Bien entendu l’Europe l’attirait. Elle rêvait de visiter Versailles et Vienne mais elle découvrit très vite que son époux détestait voyager en dehors de l’Amérique du Nord. Ce haut magistrat qui travaillait énormément considérait sa fonction comme une sorte de sacerdoce. En outre, il se passionnait pour la criminologie autant que pour la politique. À ses yeux, les peuples latins ne comptaient guère que des gens peu recommandables – cela pour les Italiens, les Espagnols et les Français – qui, lorsqu’ils ne s’entre-tuaient pas pour leur religion, ne songeaient qu’à s’approprier les fortunes américaines. Les pires étant bien sûr les Français, rejetons douteux d’effroyables buveurs de sang ne connaissant plus ni foi ni loi depuis qu’ils avaient massacré leur noblesse au nom d’une liberté dont ils étaient venus chercher l’idée auprès des grands esprits américains. L’Allemagne était peut-être un peu plus recommandable, encore que l’on y entendît un peu trop de claquements de bottes. Les Pays-Bas étaient d’une ennuyeuse platitude, quant à la Suisse, si elle possédait de belles montagnes, celles des Rocheuses ou de l’Alberta canadien ne lui étaient inférieures en rien. Bien au contraire…

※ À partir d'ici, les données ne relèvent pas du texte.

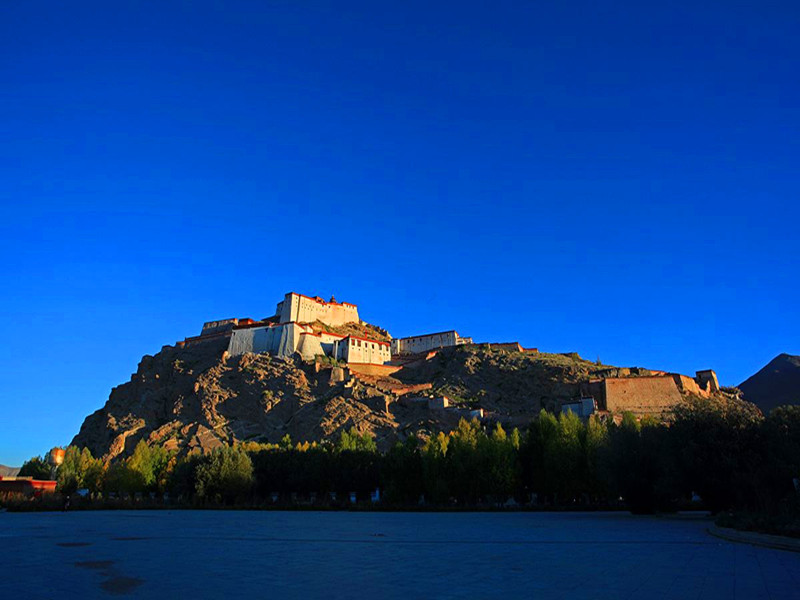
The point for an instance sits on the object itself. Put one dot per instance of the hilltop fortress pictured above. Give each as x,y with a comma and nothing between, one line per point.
307,326
313,328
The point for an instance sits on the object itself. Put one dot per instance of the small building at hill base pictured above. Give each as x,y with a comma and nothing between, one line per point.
287,339
26,486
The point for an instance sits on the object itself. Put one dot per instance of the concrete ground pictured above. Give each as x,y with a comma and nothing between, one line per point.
200,554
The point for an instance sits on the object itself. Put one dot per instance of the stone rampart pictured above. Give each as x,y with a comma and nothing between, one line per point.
641,395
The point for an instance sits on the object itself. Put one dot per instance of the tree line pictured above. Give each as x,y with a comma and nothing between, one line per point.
725,453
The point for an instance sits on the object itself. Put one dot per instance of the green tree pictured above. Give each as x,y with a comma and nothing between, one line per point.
35,467
718,451
226,474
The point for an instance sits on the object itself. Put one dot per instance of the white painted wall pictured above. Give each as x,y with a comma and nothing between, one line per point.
296,307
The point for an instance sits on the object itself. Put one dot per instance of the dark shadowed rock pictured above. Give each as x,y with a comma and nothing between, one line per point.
776,384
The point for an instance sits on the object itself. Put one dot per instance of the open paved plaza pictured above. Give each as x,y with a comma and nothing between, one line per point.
266,554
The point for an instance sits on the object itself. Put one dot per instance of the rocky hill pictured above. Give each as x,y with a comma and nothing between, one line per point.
8,471
198,397
776,384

Seule l’Angleterre planait sur ce désastre et tout ce que la jeune Mrs Carrington réussit à obtenir de lui fut un court séjour à Londres où Jonathan désirait visiter Scotland Yard et rencontrer quelques confrères. La seule consolation de la jeune femme fut de rapporter quelques bijoux anciens et une collection de ravissantes porcelaines tendres de Wedgwood car, en dépit de ce qu’elle espérait secrètement, il lui fut impossible d’amener son mari à passer la Manche. Il en rejeta la responsabilité, avec autant de gentillesse que de secrète hypocrisie, sur un procès important dont les ramifications s’étendaient jusqu’à Mexico mais qui, à présent, le rappelait d’urgence à New York. Quant à laisser Alexandra s’y rendre seule, il ne pouvait en être question.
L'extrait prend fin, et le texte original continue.